The Shinobi of Water and the third Shinobi who confronts Hibana. She is Jimushi's new apprentice and is essentially Hibana's replacement. However, she despises Hibana because Jimushi prefers her.
- Kurohagane (黒鋼)
Voiced by: Toshitsugu Takashina (Alpha, Japanese), Masao Harada (Beta, Japanese), Hiroshi Iida (Final, Japanese), Casey Robertson (English)
The antagonist, a robotic ninja created by the Nakatomi group ordered to work with Jimushi and retrieve pieces of Akujiki. Although a soulless robot, he begins to have his own agenda with each piece of Akujiki he absorbs.

==Gameplay==
Nightshade's missions are linear, and each one culminates in a battle against a challenging boss opponent. The core of Nightshade's gameplay is hack and slash, with accumulating combos on spawning enemies about the level. Using Hibana's arsenal of a katana (the primary weapon), short daggers (achieve less damage, but score a higher combo multiplier), shuriken (long range projectiles), and various ninjutsu spells, the game challenges the player to achieve as high a score as possible while eliminating the opposing threat.

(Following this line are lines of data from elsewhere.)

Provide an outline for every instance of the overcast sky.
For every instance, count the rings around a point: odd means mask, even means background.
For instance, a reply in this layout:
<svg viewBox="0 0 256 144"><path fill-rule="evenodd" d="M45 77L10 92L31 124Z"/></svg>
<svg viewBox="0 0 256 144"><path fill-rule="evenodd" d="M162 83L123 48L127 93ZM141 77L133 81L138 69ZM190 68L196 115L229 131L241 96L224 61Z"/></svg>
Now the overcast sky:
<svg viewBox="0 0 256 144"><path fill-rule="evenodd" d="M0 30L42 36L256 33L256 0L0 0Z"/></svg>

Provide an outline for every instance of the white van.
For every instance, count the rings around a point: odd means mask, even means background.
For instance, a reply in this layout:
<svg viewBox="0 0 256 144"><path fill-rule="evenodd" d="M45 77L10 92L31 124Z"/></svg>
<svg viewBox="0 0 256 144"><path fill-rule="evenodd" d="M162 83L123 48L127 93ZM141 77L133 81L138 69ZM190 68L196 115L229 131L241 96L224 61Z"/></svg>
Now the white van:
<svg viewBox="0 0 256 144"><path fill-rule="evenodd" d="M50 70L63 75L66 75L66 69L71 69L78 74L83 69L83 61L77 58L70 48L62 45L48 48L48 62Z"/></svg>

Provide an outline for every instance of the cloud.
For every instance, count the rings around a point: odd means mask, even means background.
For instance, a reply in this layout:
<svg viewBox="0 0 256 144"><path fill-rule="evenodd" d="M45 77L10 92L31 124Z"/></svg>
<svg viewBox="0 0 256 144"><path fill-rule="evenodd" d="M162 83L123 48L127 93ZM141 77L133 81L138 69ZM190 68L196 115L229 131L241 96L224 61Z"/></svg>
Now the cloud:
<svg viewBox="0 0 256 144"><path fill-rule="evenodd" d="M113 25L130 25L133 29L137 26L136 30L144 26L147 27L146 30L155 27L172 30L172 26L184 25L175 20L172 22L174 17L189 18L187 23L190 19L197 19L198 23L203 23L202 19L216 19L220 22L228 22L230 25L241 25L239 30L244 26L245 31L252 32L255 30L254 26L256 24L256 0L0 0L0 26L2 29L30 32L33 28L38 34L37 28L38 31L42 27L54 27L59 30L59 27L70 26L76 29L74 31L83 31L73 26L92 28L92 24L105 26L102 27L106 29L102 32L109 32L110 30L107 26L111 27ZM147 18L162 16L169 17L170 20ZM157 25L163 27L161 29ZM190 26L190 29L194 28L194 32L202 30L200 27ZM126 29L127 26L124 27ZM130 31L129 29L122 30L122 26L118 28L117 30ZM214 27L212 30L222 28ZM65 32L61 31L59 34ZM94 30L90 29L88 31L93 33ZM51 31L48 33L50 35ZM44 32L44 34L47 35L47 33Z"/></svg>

Nightshade also includes aspects of platforming. With Hibana's ability to dash in mid-air, the game requires the player to use this ability to bypass holes and hazards. Game mechanics restrict Hibana to only a double-jump and an air-dash before she falls, requiring the player to strike enemies in mid-flight to stay in the air. By doing this, the player combines accuracy and timing to stay in the air continuously or fall to their death.

If the player has a completed save file from Shinobi then Hotsuma, the protagonist of the previous game, is available as an optional playable character. He differs from Hibana in that he does not use daggers like her and is only able to use Akujiki, the sword he used in the previous game. Hotsuma plays exactly as before with the same arsenal of moves and operates under the same mechanics as he did in the previous game. He must always be finding and defeating enemies to feed their souls to Akujiki, or the cursed sword will devour his soul instead and kill him.

==Development==

===Soundtrack===
The Nightshade soundtrack is based upon the Japanese techno of the previous iteration, Shinobi. All tracks were produced by Fumie Kumatani, Tomonori Sawada, Keiichi Sugiyama, Yutaka Minobe, Teruhiko Nakagawa, and Masaru Setsumaru of Sega Digital Studio. Nightshade did not see an official soundtrack release until July 2014, when it was released digitally on Amazon Music and iTunes.

==Reception==

Nightshade received "average" reviews according to the review aggregation website Metacritic. In Japan, Famitsu gave it a score of one nine and three eighths for a total of 33 out of 40.

Aggregate score
| Aggregator | Score |
|---|---|
| Metacritic | 68/100 |

Review scores
| Publication | Score |
|---|---|
| Edge | 6/10 |
| Electronic Gaming Monthly | 5.5/10 |
| Eurogamer | 4/10 |
| Famitsu | 33/40 |
| Game Informer | 6.5/10 |
| GamePro | 4/5 |
| GameRevolution | B |
| GameSpot | 7.9/10 |
| GameSpy | 3/5 |
| GameZone | 7.5/10 |
| IGN | 7/10 |
| Official U.S. PlayStation Magazine | 3.5/5 |

==Legacy==
Hibana, the protagonist of Nightshade, would go on to appear in the 2015 Nintendo 3DS video game, Project X Zone 2.